Hi! Do you mean "*in Estonian?"* It should be"*rahu*".(quien sabe..)


----------



## בעל-חלומות

Kelev said:


> In Hebrew
> Shalom


This is Hebrew transcribed in English.

In Heberw it's: שלום


----------



## suma

Arabic: salaam  سلام

Sulh  صلح  (as opposite of war)


----------



## raptor

I've looked through this thread a bit, and it seems to me the European languages' words for 'peace' are very similar to their words for 'country'. Is there any relation, or is it just another coincidence?


----------



## vikicka

Hi, I forgot to mention

Macedonian: *МИР (war)*
*                      СПОКОЈ (soul)*


----------



## jazyk

Are you sure about that?
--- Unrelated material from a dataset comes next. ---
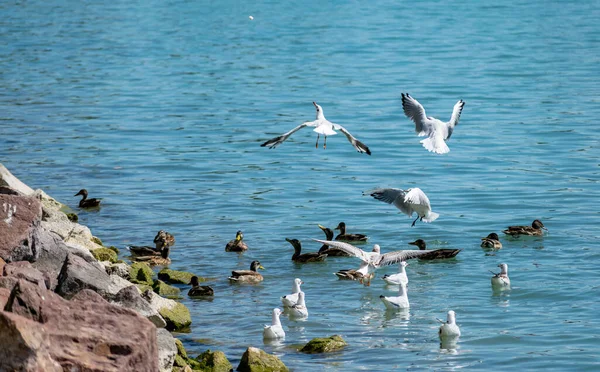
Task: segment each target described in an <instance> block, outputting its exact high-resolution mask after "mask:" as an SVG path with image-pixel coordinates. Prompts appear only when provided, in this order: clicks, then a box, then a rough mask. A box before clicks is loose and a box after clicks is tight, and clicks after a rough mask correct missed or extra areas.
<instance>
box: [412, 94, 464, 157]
mask: <svg viewBox="0 0 600 372" xmlns="http://www.w3.org/2000/svg"><path fill="white" fill-rule="evenodd" d="M464 106H465V101H463V100H462V99H461V100H460V101H458V102H456V104H455V105H454V109H453V110H452V116H451V117H450V121H449V122H446V123H444V122H443V121H441V120H438V119H436V118H432V117H430V116H427V115H426V114H425V109H424V108H423V106H422V105H421V104H420V103H419V101H417V100H416V99H414V98H413V97H411V96H410V95H409V94H408V93H402V108H403V109H404V114H405V115H406V116H407V117H408V118H410V119H411V120H412V121H414V122H415V131H416V132H417V134H418V135H419V137H422V136H428V138H425V139H424V140H422V141H421V143H422V144H423V147H425V148H426V149H427V150H429V151H430V152H435V153H436V154H446V153H448V152H450V149H449V148H448V145H446V141H447V140H448V139H449V138H450V136H451V135H452V132H453V131H454V127H455V126H456V125H457V124H458V119H460V113H461V112H462V109H463V107H464Z"/></svg>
I thought војна was war and душа was soul.


----------



## vikicka

jazyk said:


> Are you sure about that? I thought војна was war and душа was soul.


 
Dear jazyk

I ment that 
*МИР-* is peace when there is no war ok???Although it can be used to express a "soul peace" a state of peace and calm - МИР  во душа 
on the other hand
*СПОКОЈ-* is when you're calm
Of course I know that *војна is war, *and* душа is soul* it's my *mother tongue for Christ's Sake* 

*ПОЗДРАВ*
*Vikicka*


----------



## blue_jewel

In *Filipino/Tagalog: *Kapayapaan/Katahimikan


----------



## Mahaodeh

suma said:


> Sulh صلح (as opposite of war)


 
Sulh is better translated to reconciliation, don't you think?


----------



## MarX

In Indonesian:

*damai*, *kedamaian*


----------



## suma

Mahaodeh said:


> Sulh is better translated to reconciliation, don't you think?


 
It depends on context. When refering to disputing spouses or other people, reconciliation could be the preferred word.
but Sul7 also means: truce, laying down of arms, state of non-warfare.


----------



## Setwale_Charm

* Manx:  *shee


----------



## Mariaencarna

Thank you every body for your help. I'm french teacher in a high school in Granada (Spain) and I was working with my students in a school project about peace. See you !!
sorry, my english is not very good ...


----------



## jana.bo99

Hi Mariaencarna,

Your English is good.

Much better (for me) is the combination you do: to teach FRENCH in SPAIN!

Buena suerte,
jana.bo


----------



## Saluton

+ Russian for calmness: покой (pok*o*y) and it's also an old-fashioned word for room, like in other Slavic languages, and not only Slavic perhaps.


----------



## Gtjs

[Moderator's Note: Merged with a previous thread]
Hi everyone. I am making a metal sphere with the word "peace" in as many languages as I can find. As in Peace not War. If anyone can help I would greatly appreciate it. Thank you in advance.


----------



## chipulukusu

Italian = pace


----------



## Paulfromitaly

Gtjs said:


> Hi everyone. I am making a metal sphere with the word "peace" in as many languages as I can find. As in Peace not War. If anyone can help I would greatly appreciate it. Thank you in advance.


You can find the word peace in every dictionary 

English to French, Italian, German & Spanish Dictionary - WordReference.com


----------



## Testing1234567

Wiktionary has a list of translations.


----------



## bibax

The Slavic languages have two basic words for this concept (from Protoslavic *pokojь and *mirъ).

The title of the novel "War and Peace" (orig. "Войнa и *миръ*") is "Válka a *mír*" (not _*pokoj*_) in Czech, but "Wojna i *pokój*" in Polish.

Btw, the Egyptian version is the best.


----------



## Sardokan1.0

Sardinian (Logudorese) : *paghe *_(G is guttural like in Game)_
Sardinian (Nuorese) : *pache *_(pronounce "pake")_
Sardinian (Campidanese) : *paxi *_(The X is to be pronounced like the J in French)_


----------



## apmoy70

parakseno said:


> If you mean peace as in "not war" then,
> ...
> Greek: *ειρήνη* (η) - feminine noun


Pronounced [iˈɾini] in MoGr < Classical Greek *«εἰρήνη» e̯irḗnē*.
Also dialectal *«ἰράνᾱ» ĭrā́nā* (Doric), *«ἰρείνᾱ» ĭre̯ínā* (Thessalian), *«εἴρηνᾰ» e̯írēnă* (Aeolic), *«εἰράνᾱ» e̯irā́nā* (Epirotic-Northwestern), *«ἰρήνᾱ» ĭrḗnā* (Arcado-Gortynian), gen. *«ἱρήνᾱς» hĭrḗnās* (secondary aspiration), *«Εἰράνη» E̯irā́nē* (as personal name in Lycia, SW. Asia Minor).


----------